Quantum cars, so to say.
What project or projects are you currently working on at the moment and what's involved?
I am working on numerous projects.
Most are of fundamental nature: physics beyond the standard model, electroweak interactions to search for parity violation effects in chiral molecules, quantum electrodynamics of atoms and molecules, relativistic effects in superheavy elements, phase transitions in infinite systems, and on mathematical problems such as classification of polyhedra, confined quantum systems, and topological models for fullerene-like structures.
What are the trickiest questions facing your field and why is solving them so difficult?
One of the trickiest questions we solved was why mercury is liquid at room temperature - it is because of relativistic effects.
Ten years ago, we knew how to solve the problem, but we did not have the computational resources and technology available at that time.
Another notorious problem we face is related to a question raised by Max Born in 1940, of why some elements crystallise in a face-centred cubic structure instead of hexagonal closed packing.
In a hard sphere model, both packings are the densest achievable and identical.
But quantum theory makes a real difference as one has to account for the vibration of the atoms inside the crystal.

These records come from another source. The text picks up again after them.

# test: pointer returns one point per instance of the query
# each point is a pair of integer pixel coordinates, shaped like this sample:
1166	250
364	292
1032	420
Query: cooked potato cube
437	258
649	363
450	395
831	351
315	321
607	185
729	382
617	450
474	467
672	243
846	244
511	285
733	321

This gives a tiny energy difference between the two structures and explains why argon crystallises face-centred cubic and becomes hexagonal closed packed only at high pressures.
What do you feel are the most interesting or fascinating aspects of your field?
That every day I learn new things.
In science, you never stop learning, it is so exciting and rewarding.
Why do you think the work is important and what could it help us understand?
Our work already makes it into textbooks and the next generation will learn about our new discoveries.
We aim at a more complete picture of how nature works.